”High burden to high impact” is a country-led response – catalyzed by WHO and the RBM Partnership – to reignite the pace of progress in the global malaria fight. It calls upon countries to move away from a ‘one-size-fits-all’ approach and utlise country owned data to better guide the deployment of malaria control tools for maximum impact.
A foundational requirement for such an approach is a robust understanding of spatial and temporal variation in malaria risk in each country. Malaria case data from routine surveillance systems provides one crucial source of insight, but incompleteness and partial care seeking means they do not on their own provide a full picture. Leveraging the complimentary strengths of cross-sectional infection prevalence data and the temporal richness of routine case information from health systems, our team has built state of the art semi-mechanistic approaches that are designed to learn bespoke relationships between these two key metrics allowing for more robust risk maps that better represent community malaria risk. Our new methods are built around the underlying epidemiological processes of malaria transmission and adjust for the cascade of events from initial infection, to development of clincal malaria, and subsequent care seeking, health system access, diagnosis and treatment.

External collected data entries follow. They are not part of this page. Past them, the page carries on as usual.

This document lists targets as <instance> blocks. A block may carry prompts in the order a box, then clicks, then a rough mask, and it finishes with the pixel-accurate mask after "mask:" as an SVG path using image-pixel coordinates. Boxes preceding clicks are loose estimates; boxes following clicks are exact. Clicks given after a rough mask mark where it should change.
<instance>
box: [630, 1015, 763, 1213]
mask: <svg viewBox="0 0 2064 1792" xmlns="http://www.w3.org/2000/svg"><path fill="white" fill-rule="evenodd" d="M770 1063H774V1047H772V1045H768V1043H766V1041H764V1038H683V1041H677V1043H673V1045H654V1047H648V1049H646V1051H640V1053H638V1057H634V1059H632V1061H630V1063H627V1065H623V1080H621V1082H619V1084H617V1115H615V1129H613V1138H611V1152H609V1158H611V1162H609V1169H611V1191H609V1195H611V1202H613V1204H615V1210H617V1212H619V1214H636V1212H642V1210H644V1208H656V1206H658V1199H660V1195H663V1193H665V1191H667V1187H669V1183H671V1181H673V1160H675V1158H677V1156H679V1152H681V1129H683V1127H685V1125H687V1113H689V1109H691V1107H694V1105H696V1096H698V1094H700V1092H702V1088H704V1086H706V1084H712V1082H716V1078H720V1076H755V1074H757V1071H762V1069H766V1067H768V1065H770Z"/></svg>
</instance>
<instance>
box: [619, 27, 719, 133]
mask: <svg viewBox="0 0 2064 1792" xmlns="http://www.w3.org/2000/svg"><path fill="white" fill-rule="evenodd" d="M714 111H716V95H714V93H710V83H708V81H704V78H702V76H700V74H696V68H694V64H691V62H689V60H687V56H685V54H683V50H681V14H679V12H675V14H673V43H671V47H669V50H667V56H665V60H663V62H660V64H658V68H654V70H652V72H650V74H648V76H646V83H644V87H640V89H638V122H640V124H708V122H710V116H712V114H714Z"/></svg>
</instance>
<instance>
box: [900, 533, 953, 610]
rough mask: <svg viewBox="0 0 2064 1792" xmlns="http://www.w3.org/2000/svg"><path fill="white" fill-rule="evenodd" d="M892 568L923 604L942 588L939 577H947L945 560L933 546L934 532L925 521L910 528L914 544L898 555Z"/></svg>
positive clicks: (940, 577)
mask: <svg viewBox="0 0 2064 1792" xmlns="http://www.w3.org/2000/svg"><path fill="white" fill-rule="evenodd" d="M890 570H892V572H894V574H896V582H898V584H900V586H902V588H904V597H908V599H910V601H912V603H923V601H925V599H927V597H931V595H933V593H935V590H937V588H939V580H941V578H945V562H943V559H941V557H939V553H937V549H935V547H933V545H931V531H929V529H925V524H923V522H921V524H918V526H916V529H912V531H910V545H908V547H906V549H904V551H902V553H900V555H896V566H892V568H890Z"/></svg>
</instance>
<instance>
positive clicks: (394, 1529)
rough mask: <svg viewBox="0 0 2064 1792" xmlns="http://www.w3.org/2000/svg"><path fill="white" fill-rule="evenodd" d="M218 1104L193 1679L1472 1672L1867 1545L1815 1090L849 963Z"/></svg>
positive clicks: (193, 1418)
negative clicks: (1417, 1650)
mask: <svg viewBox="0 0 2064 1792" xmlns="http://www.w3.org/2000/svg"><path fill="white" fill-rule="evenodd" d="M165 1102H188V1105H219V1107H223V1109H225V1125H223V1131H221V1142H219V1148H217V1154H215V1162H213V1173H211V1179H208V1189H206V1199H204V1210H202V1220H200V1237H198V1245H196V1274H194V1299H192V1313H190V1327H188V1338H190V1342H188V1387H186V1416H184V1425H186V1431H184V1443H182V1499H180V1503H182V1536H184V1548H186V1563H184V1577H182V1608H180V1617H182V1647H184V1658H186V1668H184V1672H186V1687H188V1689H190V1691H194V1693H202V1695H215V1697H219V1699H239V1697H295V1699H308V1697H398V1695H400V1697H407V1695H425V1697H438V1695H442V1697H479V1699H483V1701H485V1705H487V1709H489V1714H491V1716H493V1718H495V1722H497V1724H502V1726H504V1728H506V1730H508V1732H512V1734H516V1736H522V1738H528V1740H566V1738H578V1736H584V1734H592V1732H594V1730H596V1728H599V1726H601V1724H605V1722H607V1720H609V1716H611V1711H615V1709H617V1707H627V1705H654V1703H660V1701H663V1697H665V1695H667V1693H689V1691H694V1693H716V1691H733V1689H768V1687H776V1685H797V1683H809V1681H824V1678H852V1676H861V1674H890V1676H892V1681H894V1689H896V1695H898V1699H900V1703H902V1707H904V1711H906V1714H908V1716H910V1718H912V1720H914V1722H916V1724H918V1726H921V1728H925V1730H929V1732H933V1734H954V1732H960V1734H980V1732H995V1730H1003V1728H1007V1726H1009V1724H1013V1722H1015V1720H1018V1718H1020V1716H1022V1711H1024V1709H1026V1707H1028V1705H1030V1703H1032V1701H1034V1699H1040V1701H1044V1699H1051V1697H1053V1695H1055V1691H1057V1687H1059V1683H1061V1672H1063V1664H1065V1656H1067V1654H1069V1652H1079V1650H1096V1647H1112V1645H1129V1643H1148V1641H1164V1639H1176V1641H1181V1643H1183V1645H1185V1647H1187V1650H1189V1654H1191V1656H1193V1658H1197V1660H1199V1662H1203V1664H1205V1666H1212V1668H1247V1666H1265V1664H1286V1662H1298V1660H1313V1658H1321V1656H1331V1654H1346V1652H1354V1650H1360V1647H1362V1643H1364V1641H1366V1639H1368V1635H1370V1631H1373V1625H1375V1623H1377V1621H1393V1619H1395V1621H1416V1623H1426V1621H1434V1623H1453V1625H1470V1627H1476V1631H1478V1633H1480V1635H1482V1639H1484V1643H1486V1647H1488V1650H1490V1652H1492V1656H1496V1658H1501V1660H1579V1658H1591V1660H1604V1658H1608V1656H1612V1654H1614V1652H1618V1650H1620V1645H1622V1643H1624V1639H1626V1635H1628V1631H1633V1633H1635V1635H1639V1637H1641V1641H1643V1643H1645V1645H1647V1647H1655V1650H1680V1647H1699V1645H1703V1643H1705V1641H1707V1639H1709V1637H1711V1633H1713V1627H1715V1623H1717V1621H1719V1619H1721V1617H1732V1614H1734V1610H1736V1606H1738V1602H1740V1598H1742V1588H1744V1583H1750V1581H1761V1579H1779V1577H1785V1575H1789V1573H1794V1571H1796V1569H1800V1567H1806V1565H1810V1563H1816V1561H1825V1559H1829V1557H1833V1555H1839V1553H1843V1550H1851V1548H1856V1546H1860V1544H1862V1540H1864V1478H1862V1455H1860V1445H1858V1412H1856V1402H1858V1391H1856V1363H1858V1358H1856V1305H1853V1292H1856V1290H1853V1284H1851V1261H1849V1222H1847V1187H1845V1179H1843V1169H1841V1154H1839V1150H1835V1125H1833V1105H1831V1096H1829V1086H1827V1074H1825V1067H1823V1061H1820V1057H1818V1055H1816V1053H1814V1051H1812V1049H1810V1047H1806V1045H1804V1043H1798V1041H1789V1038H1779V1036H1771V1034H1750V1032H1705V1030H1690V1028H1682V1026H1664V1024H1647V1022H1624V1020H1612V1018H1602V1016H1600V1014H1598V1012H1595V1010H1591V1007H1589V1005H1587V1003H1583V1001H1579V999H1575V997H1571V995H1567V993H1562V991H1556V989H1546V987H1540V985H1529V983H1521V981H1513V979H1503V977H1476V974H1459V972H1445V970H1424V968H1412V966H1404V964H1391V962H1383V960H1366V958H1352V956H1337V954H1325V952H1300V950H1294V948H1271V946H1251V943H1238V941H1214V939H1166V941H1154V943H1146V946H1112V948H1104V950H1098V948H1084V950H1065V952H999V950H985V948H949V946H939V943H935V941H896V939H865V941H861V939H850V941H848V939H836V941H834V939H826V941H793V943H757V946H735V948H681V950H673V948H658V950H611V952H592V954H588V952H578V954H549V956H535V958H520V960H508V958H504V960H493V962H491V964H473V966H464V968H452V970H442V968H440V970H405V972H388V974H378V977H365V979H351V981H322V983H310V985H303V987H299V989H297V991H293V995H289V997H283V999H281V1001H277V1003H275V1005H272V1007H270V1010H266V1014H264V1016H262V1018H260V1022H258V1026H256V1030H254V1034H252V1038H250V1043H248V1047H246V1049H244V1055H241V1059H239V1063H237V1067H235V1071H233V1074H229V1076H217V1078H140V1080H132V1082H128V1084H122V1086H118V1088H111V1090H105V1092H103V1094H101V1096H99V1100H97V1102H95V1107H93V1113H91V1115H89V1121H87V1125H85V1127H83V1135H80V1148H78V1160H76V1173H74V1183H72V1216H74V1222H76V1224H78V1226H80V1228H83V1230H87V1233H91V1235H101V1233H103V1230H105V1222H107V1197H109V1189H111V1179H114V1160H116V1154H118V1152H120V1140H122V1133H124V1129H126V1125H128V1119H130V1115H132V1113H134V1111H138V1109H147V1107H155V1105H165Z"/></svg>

This approach yields detailed risk maps that are informed by multiple data sources, reconciling the longitudinal trends captured by surveillance data with the cross-sectional snapshots given by prevalence surveys. The outputs represent both spatial granularity in risk as well as providing detailed seasonal profiles.
All work is conducted under the leadership of National Malaria Programs and WHO-GMP. This work serves to support their decision making and guide policies and strategies.